Yük ile ilgili deyimler hangileridir? İçinde ve anlamında Yük kelimesi olan deyimler nelerdir? Açıklaması ve anlamlarıyla beraber deyimleri derledik. Secdem.net
Deyimler, bir dilin anlatım yollarını, o dili konuşan toplumun geçmişini, yaşam biçimini, geleneklerini ve çeşitli özelliklerini belirten önemli ipuçları sağlarlar. Ayrıca deyimler, hem yazılarımıza hem de konuşmalarımıza derinlik katar. Anlattıklarımızı ilgi çekici hâle getirir. Çoğunlukla gerçek anlamından ayrı bir anlam taşıyan, en az iki sözcükten oluşan kalıplaşmış söz ya da sözcük grupları.eş. Kimi deyimlerde, asıl anlamlarından tamamıyla sıyrılmazlar. Yerine göre asıl anlamından da alınabilir, daha başka bir anlama da gelebilir. Bunu cümle içindeki kullanılış şeklinden anlarız.

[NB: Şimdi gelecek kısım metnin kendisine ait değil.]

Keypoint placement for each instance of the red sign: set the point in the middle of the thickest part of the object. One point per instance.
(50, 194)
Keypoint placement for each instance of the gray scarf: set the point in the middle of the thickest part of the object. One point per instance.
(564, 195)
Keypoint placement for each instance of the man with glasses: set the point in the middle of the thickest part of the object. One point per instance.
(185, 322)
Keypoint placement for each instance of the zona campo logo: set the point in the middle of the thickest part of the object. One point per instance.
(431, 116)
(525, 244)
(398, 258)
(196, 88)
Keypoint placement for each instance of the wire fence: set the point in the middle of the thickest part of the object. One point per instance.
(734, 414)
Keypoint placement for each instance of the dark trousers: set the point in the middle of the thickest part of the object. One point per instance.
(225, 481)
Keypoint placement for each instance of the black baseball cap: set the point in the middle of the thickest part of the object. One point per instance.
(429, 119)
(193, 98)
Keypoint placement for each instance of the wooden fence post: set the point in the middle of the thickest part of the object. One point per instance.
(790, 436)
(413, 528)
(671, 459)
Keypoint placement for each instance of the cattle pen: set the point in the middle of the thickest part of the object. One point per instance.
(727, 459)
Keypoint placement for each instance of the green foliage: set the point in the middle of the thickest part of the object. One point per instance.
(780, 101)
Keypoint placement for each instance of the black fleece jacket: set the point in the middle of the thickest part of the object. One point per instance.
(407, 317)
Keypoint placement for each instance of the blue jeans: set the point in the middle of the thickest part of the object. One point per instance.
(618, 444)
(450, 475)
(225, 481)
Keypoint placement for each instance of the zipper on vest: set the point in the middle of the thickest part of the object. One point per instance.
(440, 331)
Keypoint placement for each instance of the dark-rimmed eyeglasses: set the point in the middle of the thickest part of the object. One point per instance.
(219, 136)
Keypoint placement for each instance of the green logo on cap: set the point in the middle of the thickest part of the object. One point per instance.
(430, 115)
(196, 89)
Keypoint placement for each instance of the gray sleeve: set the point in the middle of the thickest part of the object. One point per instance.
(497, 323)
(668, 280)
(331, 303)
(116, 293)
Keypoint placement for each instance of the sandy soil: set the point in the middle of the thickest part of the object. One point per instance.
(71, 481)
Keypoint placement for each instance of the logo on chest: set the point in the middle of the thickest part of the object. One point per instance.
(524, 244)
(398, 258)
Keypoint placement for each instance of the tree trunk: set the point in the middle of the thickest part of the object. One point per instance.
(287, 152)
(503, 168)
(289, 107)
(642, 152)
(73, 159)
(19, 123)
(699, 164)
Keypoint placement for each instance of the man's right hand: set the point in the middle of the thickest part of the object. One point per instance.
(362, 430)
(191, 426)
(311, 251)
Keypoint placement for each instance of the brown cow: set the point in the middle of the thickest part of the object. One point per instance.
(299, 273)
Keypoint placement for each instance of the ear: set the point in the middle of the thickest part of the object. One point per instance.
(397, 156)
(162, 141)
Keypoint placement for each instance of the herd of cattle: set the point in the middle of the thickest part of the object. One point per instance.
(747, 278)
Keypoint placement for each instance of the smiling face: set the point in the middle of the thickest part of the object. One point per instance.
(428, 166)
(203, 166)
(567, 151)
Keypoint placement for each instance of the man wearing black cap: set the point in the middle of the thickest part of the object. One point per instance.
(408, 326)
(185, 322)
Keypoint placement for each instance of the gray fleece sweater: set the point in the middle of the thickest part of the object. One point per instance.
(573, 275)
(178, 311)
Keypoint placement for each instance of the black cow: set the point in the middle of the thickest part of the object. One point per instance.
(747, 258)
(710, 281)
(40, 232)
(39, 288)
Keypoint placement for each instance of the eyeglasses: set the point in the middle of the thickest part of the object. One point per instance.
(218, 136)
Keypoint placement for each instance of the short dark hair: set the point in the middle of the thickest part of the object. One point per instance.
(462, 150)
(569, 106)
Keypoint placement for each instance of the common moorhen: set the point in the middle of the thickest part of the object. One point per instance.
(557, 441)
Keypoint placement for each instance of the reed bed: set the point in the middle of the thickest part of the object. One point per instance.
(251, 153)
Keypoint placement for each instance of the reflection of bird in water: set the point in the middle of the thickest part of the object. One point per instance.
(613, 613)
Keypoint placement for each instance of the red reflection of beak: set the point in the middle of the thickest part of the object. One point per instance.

Deyim ve atasözlerini karıştırmayın ikiside farklıdır. Atasözleri, az sözcükle çok şey anlatan özlü sözlerdir. Anlattıkları denenmiş, doğruluğuna inanılmış düstur (genel kural, kaide) niteliğindedirler. Deyimler ise, kalıplaşmış anlatım araçlarıdır. Cümle şeklinde olanlar bile bir anlam bütünlüğü taşımaz. Asıl anlamlarını içinde bulundukları cümleden alırlar; aldıkları anlam da değişmez bir kural niteliğinde değildir.
- (birine) yük olmak
1) bir kimse, sıkıntılı bir işini başkasına yaptırmak: ‘onların hepsinde sanki bulundukları yere yük oluyorlarmış gibi utangaç ve ürkek bir hâl vardır.’ -b. R. Eyuboğlu. 2) kendisi için başkasına para harcatmak, masraf yaptırmak: ‘bunları gazetelere verebilirsem amcama yük olmaktan kurtulacağıma emindim.’ -h. E. Adıvar.
- Yük altına girmek
ağır bir görevi üzerine almak.
- Yük vurmak
hayvana yük yüklemek.
- Yükte hafif pahada ağır
taşınması kolay olan değerli (eşya): ‘… işgal altındaki memleketlere o günlerde sık sık ve kolaylıkla seyahat etmiş, yükte hafif pahada ağır eşya sokup çıkarmışlardır.’ -h. E. Adıvar.
- Yükünü almak
1) taşıyabileceği en ağır yükü yüklenmiş olmak; 2) yeterli sayıda bulundurmak, dolmak: ‘lokanta da her akşamki yükünü almaya başlamıştı.’ -t. Buğra. 3) yükünü tutmak.
- Yükünü çekmek
bütün ağırlığını taşımak, her türlü eziyete katlanmak: ‘şikâyet etmeden yükünü çektiği yitik bir yaşamı olmalıydı.’ -ç. Altan.
- Yükünü tutmak
çok zengin olmak, zenginleşmek: ‘zira bazı insanlar da vardır ki yüklerini tuttuktan ve biraz da yaşlandıktan sonra kendilerini bir nevi santimantal veya dinî mistisizme verirler.’ -y. K. Karaosmanoğlu.